I am not a fluid dynamics, aero dynamics, or aeronautics expert. My interpretation is that as long as the airfoil is designed to produce the conditions that allow air to flow downward (towards the ground) then the 'equal and opposite reaction' of this downward flow of air will be a lift force which causes the plane to fly.
I have no idea if the wing needs to be slanted to produce the correct conditions or not.
As I understand the wing shape, if it's level the air flowing underneath should travel level while the air on top should travel up and over the hump in front and then down the upper side of the wing.

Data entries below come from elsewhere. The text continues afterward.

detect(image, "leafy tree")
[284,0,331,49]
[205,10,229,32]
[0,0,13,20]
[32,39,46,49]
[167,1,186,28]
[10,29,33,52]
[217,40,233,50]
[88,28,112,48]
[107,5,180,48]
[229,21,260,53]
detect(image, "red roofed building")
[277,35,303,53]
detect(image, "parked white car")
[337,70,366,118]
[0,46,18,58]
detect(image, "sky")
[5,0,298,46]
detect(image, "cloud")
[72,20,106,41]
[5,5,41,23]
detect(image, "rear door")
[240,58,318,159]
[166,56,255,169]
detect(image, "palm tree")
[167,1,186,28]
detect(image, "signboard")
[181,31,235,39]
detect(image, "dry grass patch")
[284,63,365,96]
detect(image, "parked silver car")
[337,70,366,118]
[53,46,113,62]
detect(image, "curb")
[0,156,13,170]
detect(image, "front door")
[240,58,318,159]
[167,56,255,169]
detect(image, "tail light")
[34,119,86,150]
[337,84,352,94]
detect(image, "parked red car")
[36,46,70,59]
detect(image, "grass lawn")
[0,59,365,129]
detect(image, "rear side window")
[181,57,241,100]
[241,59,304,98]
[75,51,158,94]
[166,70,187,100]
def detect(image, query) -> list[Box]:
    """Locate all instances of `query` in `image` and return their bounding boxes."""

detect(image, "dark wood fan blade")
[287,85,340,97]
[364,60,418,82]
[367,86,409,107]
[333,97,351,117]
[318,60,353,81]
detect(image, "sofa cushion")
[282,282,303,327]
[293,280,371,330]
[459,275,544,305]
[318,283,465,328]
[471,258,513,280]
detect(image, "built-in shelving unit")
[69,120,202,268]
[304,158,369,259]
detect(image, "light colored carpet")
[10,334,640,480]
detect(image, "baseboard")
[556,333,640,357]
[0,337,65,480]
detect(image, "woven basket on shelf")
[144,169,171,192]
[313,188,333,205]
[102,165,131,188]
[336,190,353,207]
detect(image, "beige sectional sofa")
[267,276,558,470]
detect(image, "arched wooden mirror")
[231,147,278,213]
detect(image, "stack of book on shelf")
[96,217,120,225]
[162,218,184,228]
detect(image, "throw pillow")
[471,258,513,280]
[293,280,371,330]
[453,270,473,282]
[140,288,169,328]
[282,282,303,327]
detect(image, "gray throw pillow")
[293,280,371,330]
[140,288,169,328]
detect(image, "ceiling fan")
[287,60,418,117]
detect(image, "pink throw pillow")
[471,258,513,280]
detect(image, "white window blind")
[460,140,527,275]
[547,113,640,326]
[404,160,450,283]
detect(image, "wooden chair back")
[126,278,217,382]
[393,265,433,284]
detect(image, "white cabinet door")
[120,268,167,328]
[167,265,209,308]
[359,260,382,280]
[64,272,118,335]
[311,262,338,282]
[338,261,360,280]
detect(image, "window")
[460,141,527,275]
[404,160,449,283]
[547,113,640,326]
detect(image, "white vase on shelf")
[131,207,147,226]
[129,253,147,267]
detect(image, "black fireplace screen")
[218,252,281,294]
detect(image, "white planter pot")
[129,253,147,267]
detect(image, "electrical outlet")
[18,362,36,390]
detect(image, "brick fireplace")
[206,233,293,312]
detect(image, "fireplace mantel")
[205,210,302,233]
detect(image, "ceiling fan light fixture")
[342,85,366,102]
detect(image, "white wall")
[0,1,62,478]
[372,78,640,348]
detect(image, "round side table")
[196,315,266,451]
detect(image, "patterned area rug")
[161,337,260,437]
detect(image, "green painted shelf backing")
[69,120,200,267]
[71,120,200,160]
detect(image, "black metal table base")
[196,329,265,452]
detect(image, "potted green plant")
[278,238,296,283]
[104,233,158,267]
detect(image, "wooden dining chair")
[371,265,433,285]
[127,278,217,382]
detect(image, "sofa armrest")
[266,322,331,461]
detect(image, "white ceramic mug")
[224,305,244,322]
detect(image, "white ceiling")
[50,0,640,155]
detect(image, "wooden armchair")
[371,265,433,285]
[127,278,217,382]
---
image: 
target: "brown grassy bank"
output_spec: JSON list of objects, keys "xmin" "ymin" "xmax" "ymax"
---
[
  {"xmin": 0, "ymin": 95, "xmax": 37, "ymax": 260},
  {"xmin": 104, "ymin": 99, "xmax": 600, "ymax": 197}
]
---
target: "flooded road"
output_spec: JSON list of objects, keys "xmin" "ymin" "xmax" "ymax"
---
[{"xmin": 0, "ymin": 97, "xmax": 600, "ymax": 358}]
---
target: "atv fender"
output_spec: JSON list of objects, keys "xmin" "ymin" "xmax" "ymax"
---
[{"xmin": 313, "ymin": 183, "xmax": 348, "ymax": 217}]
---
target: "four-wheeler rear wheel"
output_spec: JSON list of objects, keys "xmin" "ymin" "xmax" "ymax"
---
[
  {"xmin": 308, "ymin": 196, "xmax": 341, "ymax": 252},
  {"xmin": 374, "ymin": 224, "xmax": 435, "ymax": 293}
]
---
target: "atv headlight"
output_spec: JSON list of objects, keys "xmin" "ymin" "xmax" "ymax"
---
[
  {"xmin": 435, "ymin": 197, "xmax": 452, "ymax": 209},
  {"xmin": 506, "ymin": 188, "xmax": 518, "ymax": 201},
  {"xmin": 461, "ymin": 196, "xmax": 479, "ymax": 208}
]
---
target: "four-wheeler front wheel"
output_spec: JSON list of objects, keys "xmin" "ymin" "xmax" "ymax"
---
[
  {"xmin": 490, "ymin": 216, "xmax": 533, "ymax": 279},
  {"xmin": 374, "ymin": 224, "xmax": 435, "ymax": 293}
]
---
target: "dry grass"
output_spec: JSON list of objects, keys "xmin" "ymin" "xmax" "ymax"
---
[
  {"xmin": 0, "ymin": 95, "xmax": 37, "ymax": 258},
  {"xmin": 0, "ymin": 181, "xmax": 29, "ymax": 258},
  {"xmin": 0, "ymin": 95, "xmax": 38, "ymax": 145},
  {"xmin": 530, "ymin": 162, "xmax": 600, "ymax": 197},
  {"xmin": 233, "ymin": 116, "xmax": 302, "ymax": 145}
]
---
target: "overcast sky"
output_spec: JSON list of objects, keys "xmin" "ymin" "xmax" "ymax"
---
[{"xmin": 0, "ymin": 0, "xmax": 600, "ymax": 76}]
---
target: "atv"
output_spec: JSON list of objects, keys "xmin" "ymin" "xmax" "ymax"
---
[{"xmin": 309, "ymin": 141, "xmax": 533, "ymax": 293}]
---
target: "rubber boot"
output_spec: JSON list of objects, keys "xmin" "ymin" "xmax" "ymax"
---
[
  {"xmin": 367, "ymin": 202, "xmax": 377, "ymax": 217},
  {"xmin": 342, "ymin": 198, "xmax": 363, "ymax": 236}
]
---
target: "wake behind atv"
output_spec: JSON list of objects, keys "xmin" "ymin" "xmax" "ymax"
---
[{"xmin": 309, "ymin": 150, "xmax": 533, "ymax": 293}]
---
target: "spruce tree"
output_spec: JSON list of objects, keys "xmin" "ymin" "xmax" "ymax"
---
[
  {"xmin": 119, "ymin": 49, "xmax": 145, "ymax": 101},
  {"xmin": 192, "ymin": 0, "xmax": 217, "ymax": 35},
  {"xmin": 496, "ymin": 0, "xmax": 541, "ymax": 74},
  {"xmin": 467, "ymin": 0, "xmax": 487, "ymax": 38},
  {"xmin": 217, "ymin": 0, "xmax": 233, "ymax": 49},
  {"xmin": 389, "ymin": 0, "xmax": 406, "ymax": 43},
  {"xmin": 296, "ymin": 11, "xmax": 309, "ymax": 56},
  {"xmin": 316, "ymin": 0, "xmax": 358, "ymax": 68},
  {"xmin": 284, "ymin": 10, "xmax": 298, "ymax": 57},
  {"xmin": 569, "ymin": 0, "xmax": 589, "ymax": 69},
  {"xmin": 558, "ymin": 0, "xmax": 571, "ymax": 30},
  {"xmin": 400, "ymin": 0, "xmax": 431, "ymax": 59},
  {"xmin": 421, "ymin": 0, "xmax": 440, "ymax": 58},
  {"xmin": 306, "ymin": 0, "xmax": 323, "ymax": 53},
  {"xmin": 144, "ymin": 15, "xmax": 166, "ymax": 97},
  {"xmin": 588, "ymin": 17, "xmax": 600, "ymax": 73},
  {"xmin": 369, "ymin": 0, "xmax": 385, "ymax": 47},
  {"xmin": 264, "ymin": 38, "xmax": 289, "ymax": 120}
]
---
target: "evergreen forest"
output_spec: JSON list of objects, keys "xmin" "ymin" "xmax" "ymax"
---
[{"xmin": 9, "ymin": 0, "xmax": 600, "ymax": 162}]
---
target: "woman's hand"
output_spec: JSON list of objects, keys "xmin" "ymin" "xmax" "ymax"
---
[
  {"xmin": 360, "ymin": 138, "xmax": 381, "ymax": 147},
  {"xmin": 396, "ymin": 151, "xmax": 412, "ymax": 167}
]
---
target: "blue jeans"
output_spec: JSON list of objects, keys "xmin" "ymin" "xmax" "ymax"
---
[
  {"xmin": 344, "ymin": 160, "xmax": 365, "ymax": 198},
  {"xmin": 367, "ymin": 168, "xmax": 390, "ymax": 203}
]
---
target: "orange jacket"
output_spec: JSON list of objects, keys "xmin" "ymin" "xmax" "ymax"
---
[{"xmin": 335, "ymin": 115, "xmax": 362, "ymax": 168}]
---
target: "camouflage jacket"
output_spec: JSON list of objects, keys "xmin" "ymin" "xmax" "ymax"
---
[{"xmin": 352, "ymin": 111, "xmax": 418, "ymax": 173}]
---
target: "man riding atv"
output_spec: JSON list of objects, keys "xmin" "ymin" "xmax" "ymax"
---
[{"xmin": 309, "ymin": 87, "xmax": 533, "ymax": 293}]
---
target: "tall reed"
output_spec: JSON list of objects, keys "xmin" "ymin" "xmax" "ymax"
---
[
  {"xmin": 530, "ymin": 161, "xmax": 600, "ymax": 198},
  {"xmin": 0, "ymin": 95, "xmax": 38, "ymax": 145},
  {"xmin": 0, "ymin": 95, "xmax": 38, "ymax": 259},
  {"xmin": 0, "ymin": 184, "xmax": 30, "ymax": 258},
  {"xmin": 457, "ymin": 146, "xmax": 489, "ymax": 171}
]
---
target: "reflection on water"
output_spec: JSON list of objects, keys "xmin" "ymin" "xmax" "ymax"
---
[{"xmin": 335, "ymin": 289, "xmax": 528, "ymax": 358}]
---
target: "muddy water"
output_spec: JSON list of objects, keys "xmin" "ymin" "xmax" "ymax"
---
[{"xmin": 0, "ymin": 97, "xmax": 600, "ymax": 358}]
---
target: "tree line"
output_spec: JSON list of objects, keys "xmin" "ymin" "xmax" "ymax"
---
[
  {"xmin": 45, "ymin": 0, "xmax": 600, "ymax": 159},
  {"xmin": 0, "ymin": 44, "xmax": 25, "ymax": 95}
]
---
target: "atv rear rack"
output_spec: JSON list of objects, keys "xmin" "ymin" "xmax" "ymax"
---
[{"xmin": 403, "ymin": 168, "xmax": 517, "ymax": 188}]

As I understand the wing shape, if it's level the air flowing underneath should travel level while the air on top should travel up and over the hump in front and then down the upper side of the wing.
PairTheBoard
The forces on the airfoil are not only influenced by it's shape, but by the angle of it's approach within the fluid and the viscosity of the fluid.
All those topics need to be studied with fluid mechanics equations and simulations and numerical analysis and the rest are very dangerous routes that can appear convincing and be wrong as arguments etc. Its all very complex eventually when the systems get nontrivial in geometry. Just solve it and leave the qualitative analysis away lol.